Ну, Иванова! Ну разве это не смешно?
— Не ожидала от тебя такой наивности, дорогая, — рассмеялась я. — Если забился и празднует, так уж точно искать не станет. Давно про тебя забыл. Так что напрасно дергаешься, никто тебе не звонил.
Мука отразилась на ее лице, и я пожалела о своих словах, но было поздно: Иванова уже кусала губы, пытаясь загнать слезы в глаза. Но глаза не желали принимать слезы обратно, и они стекали по ее впалым щекам крупными каплями.
— Будь он проклят, скотина, — стиснув зубы, шипела Иванова. — Всю душу мне, гад, вывернул, все жилы вытянул. Уже высохла вся, а ему хоть ты кол на голове теши — все плевать.
Страдания эти были так нехарактерны для Ивановой, что я растерялась. Если бы она сбросила с себя всю одежду и осталась стоять голой — было бы и то приличней, чем тот крик души, которым она меня оглушила, да еще и без примеси мата. Полнейший завал. Я застыла в нерешительности. А что делать? Успокаивать? Или молчать? Опасно и то и другое.
Иванова, вдруг, сорвалась с места.
— Все, уезжаю! Сегодня же уезжаю в Москву к чертовой матери! Командировка закончилась, пусть хоть сдохнет скотина! Сколько можно с ним возится! Будто мне это нужно одной! Пусть сдохнет со всей своей сволочной семейкой!
Перед глазами мгновенно встала свеженькая мордашка Верочки.
— А семья-то здесь причем… — начала я и осеклась. — Господи, действительно нельзя пить. Бог знает что творится с мозгами.

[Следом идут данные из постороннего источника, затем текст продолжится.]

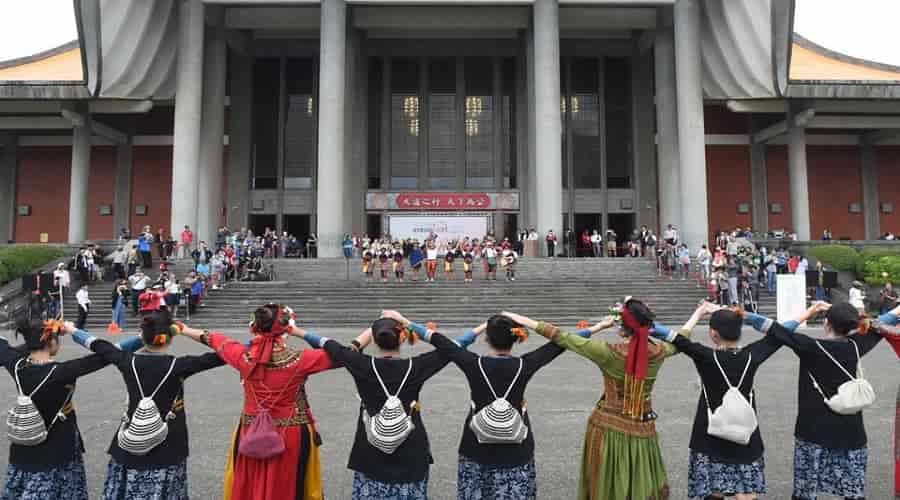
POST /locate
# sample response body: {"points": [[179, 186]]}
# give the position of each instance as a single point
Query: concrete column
{"points": [[759, 188], [188, 107], [691, 133], [871, 201], [548, 171], [122, 195], [799, 185], [8, 167], [331, 221], [240, 140], [667, 155], [79, 180], [209, 189]]}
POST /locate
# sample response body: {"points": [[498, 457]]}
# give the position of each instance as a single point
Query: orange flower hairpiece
{"points": [[520, 333], [51, 327]]}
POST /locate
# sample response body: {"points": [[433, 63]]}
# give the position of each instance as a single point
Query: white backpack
{"points": [[734, 420], [854, 395], [499, 422], [389, 428], [145, 429], [24, 424]]}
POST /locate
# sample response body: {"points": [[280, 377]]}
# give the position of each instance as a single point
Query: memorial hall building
{"points": [[350, 116]]}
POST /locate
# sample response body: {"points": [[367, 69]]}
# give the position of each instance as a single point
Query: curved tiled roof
{"points": [[59, 64]]}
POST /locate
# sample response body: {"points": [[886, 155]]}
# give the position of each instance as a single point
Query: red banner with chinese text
{"points": [[443, 201]]}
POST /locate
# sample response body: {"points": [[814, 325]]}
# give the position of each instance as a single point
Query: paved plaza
{"points": [[560, 398]]}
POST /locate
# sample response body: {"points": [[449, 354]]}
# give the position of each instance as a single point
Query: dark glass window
{"points": [[617, 88], [300, 124], [479, 116], [442, 123], [405, 116], [266, 89], [584, 112]]}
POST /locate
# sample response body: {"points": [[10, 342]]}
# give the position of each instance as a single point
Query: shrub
{"points": [[882, 270], [18, 260], [873, 254], [840, 257]]}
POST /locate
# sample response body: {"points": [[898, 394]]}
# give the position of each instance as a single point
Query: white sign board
{"points": [[446, 228], [791, 296]]}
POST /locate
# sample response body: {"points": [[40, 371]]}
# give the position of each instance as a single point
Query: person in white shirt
{"points": [[84, 306]]}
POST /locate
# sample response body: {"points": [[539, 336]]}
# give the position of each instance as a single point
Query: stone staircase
{"points": [[563, 291]]}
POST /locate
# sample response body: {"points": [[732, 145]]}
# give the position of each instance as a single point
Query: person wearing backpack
{"points": [[621, 455], [274, 454], [148, 454], [391, 454], [497, 465], [45, 455], [830, 444]]}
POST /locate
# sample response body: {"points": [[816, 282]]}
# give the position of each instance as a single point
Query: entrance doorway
{"points": [[623, 225], [259, 223], [589, 223]]}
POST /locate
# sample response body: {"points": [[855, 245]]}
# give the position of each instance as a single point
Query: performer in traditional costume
{"points": [[509, 260], [384, 256], [430, 261], [468, 259], [52, 468], [397, 256], [274, 377], [415, 259], [160, 472], [621, 458], [368, 263]]}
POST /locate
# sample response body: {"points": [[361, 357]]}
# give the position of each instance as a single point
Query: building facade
{"points": [[342, 117]]}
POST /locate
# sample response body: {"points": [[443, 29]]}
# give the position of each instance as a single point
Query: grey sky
{"points": [[861, 28]]}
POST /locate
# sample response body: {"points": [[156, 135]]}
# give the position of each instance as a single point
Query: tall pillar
{"points": [[548, 169], [240, 140], [188, 107], [209, 189], [667, 156], [871, 202], [78, 181], [799, 185], [330, 220], [8, 166], [122, 195], [691, 132]]}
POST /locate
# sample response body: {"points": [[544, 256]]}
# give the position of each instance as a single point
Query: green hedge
{"points": [[882, 270], [18, 260], [840, 257], [873, 254]]}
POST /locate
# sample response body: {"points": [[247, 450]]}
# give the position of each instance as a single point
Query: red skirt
{"points": [[296, 474]]}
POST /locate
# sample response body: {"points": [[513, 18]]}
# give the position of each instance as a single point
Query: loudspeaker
{"points": [[29, 282]]}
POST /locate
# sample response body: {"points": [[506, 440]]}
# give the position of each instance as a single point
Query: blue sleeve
{"points": [[466, 339], [889, 319], [421, 331]]}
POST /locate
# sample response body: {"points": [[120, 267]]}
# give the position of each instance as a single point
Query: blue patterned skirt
{"points": [[66, 482], [476, 481], [834, 472], [706, 475], [167, 483], [366, 488]]}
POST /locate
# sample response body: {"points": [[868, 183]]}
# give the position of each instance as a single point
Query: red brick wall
{"points": [[888, 160], [834, 183], [151, 185], [101, 191], [728, 183], [778, 187], [42, 181]]}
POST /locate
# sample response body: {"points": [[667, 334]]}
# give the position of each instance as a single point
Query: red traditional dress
{"points": [[278, 385]]}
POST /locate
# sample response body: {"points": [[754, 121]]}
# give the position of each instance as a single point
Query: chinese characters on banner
{"points": [[443, 201]]}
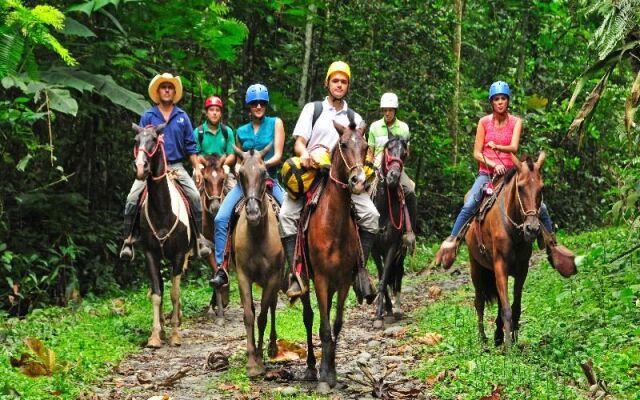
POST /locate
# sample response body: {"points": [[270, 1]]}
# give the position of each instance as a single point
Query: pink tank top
{"points": [[501, 136]]}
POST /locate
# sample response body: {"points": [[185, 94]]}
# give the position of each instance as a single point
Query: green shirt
{"points": [[214, 143], [378, 136]]}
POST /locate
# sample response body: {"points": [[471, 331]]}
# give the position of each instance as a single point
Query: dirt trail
{"points": [[138, 376]]}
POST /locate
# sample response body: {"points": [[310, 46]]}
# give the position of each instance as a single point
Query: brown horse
{"points": [[164, 228], [388, 251], [258, 255], [333, 249], [503, 246], [211, 196]]}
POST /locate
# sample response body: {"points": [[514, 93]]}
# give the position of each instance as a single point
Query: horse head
{"points": [[148, 140], [352, 150], [214, 180], [395, 154], [528, 193], [252, 177]]}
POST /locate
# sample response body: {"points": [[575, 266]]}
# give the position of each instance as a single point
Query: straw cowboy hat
{"points": [[160, 79]]}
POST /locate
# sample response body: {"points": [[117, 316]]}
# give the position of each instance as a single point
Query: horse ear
{"points": [[264, 151], [239, 152], [516, 161], [540, 161]]}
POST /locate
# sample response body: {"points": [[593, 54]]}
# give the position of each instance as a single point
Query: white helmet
{"points": [[389, 100]]}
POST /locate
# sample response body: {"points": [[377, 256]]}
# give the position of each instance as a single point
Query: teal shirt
{"points": [[214, 143], [259, 140]]}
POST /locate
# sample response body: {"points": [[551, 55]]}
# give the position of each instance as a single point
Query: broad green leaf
{"points": [[74, 28], [61, 100]]}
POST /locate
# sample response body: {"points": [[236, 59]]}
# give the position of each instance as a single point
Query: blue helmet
{"points": [[499, 87], [256, 92]]}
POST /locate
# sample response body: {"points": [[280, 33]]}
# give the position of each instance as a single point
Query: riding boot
{"points": [[296, 284], [362, 285], [447, 253], [127, 253], [203, 245]]}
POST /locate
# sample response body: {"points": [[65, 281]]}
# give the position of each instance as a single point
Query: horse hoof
{"points": [[311, 374], [323, 388], [175, 341], [154, 343], [255, 371]]}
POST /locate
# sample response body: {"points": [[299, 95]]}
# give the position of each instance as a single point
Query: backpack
{"points": [[201, 133]]}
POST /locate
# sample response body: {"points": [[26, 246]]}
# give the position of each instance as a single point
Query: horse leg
{"points": [[175, 340], [500, 269], [311, 374], [323, 296], [517, 299], [479, 302], [337, 327], [155, 277], [253, 366]]}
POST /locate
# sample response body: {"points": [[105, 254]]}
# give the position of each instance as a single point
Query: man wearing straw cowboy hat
{"points": [[166, 90]]}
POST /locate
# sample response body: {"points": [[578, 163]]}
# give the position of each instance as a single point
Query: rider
{"points": [[256, 135], [309, 135], [497, 137], [166, 90], [379, 133]]}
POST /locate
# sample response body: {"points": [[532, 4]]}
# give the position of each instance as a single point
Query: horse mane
{"points": [[512, 171]]}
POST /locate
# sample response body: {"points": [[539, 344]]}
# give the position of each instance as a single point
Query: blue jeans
{"points": [[470, 207], [226, 210]]}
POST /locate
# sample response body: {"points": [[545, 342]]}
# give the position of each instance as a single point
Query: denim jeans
{"points": [[470, 207], [226, 210]]}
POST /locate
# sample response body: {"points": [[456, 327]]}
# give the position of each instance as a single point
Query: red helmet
{"points": [[212, 101]]}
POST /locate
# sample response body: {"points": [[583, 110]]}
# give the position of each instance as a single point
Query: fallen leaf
{"points": [[228, 386], [430, 338], [435, 291]]}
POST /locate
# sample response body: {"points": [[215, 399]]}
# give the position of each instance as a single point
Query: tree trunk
{"points": [[308, 44], [455, 101]]}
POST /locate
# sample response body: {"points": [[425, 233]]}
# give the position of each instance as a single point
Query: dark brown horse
{"points": [[258, 255], [503, 246], [388, 251], [211, 196], [164, 228], [333, 249]]}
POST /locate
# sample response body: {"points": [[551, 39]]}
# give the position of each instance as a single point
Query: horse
{"points": [[388, 251], [211, 196], [258, 255], [501, 246], [164, 228], [333, 249]]}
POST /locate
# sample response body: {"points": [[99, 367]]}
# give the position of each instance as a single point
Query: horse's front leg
{"points": [[155, 278], [502, 278], [254, 368], [311, 374], [518, 284]]}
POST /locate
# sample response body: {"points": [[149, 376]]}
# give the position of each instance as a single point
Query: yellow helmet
{"points": [[338, 66]]}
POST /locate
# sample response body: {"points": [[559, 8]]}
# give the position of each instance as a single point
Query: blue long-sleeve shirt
{"points": [[178, 134]]}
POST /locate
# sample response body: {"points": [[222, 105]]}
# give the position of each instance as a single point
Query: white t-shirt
{"points": [[323, 132]]}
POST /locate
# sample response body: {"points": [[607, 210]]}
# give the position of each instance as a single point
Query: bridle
{"points": [[150, 154]]}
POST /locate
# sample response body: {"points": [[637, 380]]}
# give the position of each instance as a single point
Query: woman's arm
{"points": [[278, 144]]}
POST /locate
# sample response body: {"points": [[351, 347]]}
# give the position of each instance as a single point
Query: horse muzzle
{"points": [[357, 180], [531, 228]]}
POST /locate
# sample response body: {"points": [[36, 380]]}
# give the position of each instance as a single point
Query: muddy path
{"points": [[184, 373]]}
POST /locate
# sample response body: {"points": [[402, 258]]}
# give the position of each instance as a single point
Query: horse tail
{"points": [[486, 285]]}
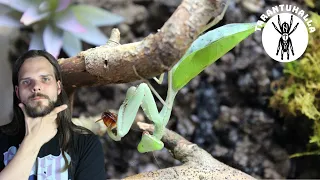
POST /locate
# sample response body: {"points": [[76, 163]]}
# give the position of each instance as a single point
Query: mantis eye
{"points": [[109, 119]]}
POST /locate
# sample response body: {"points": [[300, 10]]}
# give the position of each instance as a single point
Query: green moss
{"points": [[298, 92]]}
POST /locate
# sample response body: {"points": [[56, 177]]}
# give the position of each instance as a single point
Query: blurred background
{"points": [[241, 109]]}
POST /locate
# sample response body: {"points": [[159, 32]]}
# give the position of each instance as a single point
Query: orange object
{"points": [[109, 119]]}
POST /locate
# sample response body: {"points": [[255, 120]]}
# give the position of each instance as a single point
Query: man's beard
{"points": [[40, 110]]}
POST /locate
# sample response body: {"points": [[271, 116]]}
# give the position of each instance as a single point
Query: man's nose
{"points": [[36, 87]]}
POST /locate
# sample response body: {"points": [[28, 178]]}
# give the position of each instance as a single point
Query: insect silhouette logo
{"points": [[285, 37]]}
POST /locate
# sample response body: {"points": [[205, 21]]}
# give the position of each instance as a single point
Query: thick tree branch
{"points": [[152, 56], [198, 164]]}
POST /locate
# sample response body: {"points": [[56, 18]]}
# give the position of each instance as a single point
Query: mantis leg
{"points": [[135, 97]]}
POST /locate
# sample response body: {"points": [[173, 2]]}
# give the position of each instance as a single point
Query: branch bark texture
{"points": [[155, 54], [197, 163]]}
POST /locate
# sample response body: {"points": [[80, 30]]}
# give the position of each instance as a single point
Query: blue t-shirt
{"points": [[87, 158]]}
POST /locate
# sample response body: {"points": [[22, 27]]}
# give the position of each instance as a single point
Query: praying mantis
{"points": [[205, 50]]}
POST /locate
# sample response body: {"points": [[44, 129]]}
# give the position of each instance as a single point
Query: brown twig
{"points": [[198, 164], [152, 56]]}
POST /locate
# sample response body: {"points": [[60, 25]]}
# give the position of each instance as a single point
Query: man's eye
{"points": [[25, 82], [46, 79]]}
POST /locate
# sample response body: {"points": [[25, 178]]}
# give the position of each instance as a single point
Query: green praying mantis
{"points": [[205, 50]]}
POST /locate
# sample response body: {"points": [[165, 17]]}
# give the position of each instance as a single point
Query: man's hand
{"points": [[41, 129]]}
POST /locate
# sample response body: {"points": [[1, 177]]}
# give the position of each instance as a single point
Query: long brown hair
{"points": [[66, 128]]}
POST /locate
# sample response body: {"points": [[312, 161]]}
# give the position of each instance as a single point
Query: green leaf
{"points": [[96, 16], [207, 49]]}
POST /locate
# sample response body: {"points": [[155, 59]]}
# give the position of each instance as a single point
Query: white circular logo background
{"points": [[271, 38]]}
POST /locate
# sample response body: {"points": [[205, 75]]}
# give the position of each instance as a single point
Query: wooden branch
{"points": [[198, 164], [152, 56]]}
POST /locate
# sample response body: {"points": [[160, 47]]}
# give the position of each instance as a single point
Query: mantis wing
{"points": [[207, 49]]}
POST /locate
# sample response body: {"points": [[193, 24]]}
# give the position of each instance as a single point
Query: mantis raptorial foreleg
{"points": [[135, 97]]}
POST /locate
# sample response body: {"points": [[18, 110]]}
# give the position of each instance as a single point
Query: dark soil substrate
{"points": [[224, 110]]}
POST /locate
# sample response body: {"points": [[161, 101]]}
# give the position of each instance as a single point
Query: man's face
{"points": [[37, 86]]}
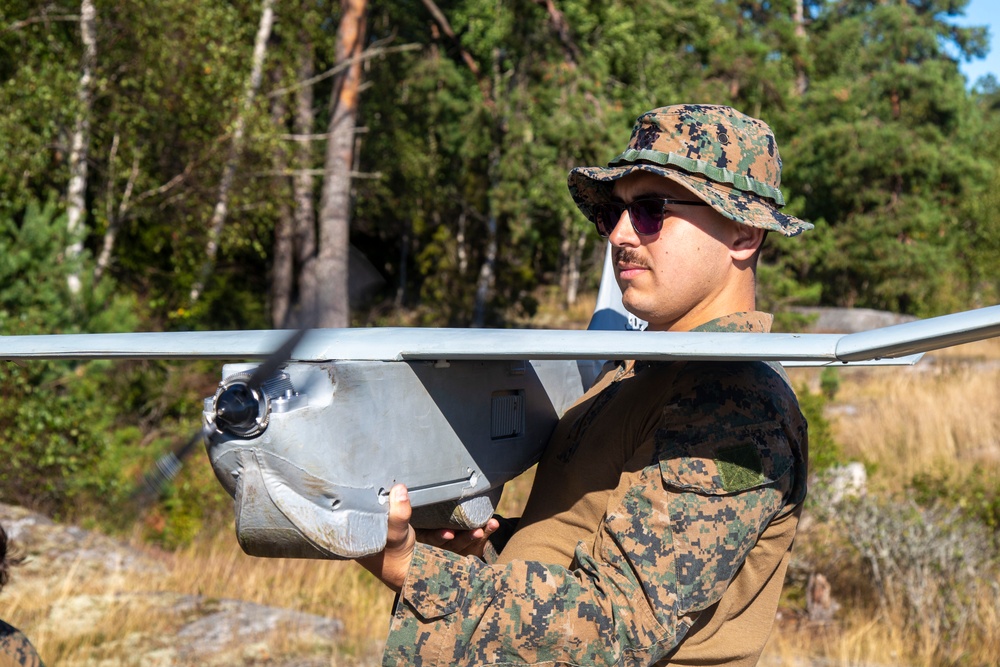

И тут-то меня осенило: я окончательно осознала как плохо у меня стало с мозгами. Память напрочь отшибло. Правильно тащила меня Иванова к профессору Салтыкову. Еще немного, и я сама пойду к нему. Мало того, что я напрочь забыла о смерти Верочки, так еще и не смогла оценить обстановку. Если Иванова вчера не выезжала с дачи, а сегодня весь день провела со мной, значит она совершенно не в курсе.
— Людмила, — инфернальным голосом простонала я, — только не падай в обморок, семья Моргуна стала на одного человека меньше.
— Ты спятила.
— Верочка умерла, — пояснила я.
— Какая еще Верочка? — как от назойливой мухи отмахнулась от меня Иванова, переживающая вторую волну гнева. — Не до Верочек мне. Спасибо тебе, лишь теперь поняла, какая я идиотка. Гоняюсь черт знает за чем, когда в Москве столько дел.
— Верочка, дочь твоего друга, Моргуна Ефим Борисыча, неужели не понимаешь?
— Что? Друга?
— Ну не друга, так товарища, — я уже не знала как оттащить Иванову от бедного Моргуна и заставить посмотреть в сторону другой проблемы.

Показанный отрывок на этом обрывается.